Brandon O’Brien: Yeah, that's great. My role at City to City is with our globally facing office. I find that there's always this sort of toggling we do between the universal and the particular, and between the local and the global. It's really a dynamic that continues to intrigue me, that we want to talk about global vision, but the global vision can only be operationalized at a local level.

Caroline Millar: Yeah, I mean, as an architect, I think of it like scales, like when you're doing a drawing of a building, you look at the scale of the detail that picks out different things and gives you different perspectives. You look at how that building sits within its context, or I know that in the States you guys are doing inches and things. I did a summer program in the States, so it really confused me. I had quarter and scale and stuff like that, but here it would be the one-to-one detail of how does this join with this, because we want to make sure that the building stands up, but at the same time, it's the one-to-fifty, which would be the layout or one to 100 or 200 of how that building sits in its context. I think at each of those, you're looking at the same thing. But you notice different particularities and there's a different focus for each. I think at the London project, we have the privilege of working at a scale that isn't at the every day of a local church leader, let's say, and say, “Look, this scale is still applicable to you, but we also have that privilege of being able to see something in Hounslow, and see how it relates to what's happening in King's Cross or Elephant and Castle.”

Brandon O’Brien: That's a really helpful metaphor. The scaling, I'm kind of picturing the peeling various layers of blueprints or something. The way the pieces add up to something larger than you could intuit from anyone of those sheets is really kind of an interesting way to think about the work.

Caroline Millar: Local church leaders do it all the time, and they'll do it on a personal scale from when they're pastoring or it's a one-to-one scale, to a small group scale to, yeah, but I think sometimes I guess there's different things that can be lost at each. If you're looking too much only at the city-wide scale, you lose the kind of humanness because we are limited, but then if you are too into the detail here, you lose the bigger picture. I know, I just think it just brings me, draws me to the wonder of God who works at all scales at all times, and more.

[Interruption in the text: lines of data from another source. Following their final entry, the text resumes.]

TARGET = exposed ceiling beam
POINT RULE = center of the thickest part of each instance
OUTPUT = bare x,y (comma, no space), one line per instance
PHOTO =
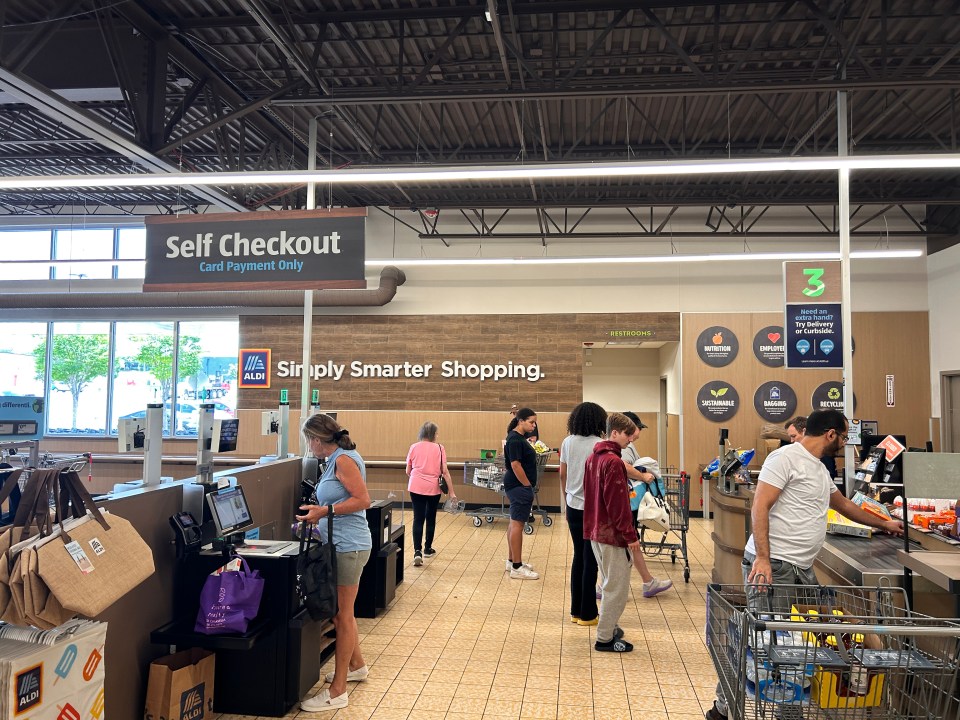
51,104
454,95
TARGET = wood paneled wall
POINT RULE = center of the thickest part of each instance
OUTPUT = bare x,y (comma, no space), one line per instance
886,344
554,342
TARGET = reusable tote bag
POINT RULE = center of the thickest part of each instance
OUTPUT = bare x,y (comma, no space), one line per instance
317,572
229,600
96,562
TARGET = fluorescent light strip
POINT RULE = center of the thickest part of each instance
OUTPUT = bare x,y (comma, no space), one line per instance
446,174
640,259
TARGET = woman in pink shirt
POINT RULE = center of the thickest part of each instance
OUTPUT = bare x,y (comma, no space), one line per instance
426,463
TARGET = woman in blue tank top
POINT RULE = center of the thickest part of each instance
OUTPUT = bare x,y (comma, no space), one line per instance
342,487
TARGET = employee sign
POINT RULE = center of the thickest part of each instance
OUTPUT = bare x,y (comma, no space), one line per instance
249,251
812,322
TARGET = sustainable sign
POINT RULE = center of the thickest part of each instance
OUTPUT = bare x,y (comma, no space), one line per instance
718,401
248,251
812,319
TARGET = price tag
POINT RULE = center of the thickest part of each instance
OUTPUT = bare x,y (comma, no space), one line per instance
79,557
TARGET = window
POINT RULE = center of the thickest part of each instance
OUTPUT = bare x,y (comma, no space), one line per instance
79,366
143,370
24,245
23,352
131,243
83,244
206,371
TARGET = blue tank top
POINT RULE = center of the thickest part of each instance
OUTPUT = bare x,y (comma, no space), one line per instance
350,531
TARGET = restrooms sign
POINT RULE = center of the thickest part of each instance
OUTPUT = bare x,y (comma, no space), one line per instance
299,250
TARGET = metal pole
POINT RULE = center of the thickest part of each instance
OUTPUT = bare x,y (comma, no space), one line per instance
843,176
308,294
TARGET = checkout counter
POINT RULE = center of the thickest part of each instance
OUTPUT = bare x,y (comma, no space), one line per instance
929,566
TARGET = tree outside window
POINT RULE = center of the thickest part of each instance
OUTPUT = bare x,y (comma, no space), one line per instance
79,362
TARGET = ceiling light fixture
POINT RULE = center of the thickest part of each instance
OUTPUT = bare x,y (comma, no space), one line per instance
641,259
479,173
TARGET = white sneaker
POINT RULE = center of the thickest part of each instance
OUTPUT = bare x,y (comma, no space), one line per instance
322,701
358,675
508,565
523,573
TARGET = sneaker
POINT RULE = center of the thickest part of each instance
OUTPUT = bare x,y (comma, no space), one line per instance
523,573
714,714
616,645
656,586
508,565
322,701
358,675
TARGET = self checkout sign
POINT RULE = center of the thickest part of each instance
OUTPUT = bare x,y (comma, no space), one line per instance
812,324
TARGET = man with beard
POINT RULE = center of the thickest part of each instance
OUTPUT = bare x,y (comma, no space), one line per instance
789,514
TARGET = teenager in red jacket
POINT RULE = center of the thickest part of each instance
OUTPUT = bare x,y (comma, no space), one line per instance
609,524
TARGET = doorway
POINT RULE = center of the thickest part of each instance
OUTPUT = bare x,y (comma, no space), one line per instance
950,410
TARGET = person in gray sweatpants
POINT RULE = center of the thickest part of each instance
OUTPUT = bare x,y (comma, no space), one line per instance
609,525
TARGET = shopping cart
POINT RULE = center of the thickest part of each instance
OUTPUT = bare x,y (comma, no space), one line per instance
677,496
838,653
488,474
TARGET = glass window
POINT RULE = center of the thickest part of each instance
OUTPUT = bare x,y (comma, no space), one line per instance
83,244
24,245
131,243
23,348
206,371
143,370
79,367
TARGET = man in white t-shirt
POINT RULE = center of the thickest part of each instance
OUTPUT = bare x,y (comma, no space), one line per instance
789,515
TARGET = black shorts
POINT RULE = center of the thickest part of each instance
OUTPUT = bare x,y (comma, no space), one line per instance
521,502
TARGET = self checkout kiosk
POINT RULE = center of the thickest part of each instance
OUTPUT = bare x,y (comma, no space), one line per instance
268,669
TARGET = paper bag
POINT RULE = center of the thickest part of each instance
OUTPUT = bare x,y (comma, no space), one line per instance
180,687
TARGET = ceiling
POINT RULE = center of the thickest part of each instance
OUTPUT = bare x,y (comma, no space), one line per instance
116,86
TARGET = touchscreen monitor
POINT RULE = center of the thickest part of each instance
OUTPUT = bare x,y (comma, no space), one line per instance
229,510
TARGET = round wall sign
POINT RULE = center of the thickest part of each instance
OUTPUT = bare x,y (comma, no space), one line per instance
828,396
775,401
717,346
718,401
768,346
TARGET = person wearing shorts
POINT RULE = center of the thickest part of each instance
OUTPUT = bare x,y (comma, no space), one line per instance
341,488
520,460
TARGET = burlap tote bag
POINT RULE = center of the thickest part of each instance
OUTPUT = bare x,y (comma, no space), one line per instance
31,521
95,561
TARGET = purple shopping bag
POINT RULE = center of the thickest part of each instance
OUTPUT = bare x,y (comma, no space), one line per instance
229,601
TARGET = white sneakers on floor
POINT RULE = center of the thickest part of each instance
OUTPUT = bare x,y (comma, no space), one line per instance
524,572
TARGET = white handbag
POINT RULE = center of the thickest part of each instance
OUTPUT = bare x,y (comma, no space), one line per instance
653,514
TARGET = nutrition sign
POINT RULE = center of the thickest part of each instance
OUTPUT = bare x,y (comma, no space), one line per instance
812,323
258,250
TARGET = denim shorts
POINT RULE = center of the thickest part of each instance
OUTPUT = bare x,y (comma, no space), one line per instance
521,503
350,566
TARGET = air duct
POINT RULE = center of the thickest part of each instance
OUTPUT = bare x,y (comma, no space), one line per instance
390,279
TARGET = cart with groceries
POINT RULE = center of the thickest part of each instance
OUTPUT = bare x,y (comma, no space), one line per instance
802,652
487,473
663,514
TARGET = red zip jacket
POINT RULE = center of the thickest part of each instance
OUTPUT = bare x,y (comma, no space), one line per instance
607,517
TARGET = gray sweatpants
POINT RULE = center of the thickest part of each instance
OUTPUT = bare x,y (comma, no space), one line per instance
614,564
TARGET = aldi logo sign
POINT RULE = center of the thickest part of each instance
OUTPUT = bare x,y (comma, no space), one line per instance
254,368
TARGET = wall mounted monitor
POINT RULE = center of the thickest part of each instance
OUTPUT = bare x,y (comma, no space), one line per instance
229,510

Girma Bishaw: I think even when we talk about the city consciousness, it's all that. It grounds you where you are to do what you're doing locally with understanding that it has wider implications, whether you like it or not. That awareness is very, very encouraging. Yeah, absolutely.

Brandon O’Brien: Now, we've been talking in different ways about loving the city of London. I'm curious to hear from each of you, what does it mean concretely? What does it cost? What are the responsibilities that come with saying that you're committed to loving London?

Caroline Millar: Are we going to talk about the joys as well?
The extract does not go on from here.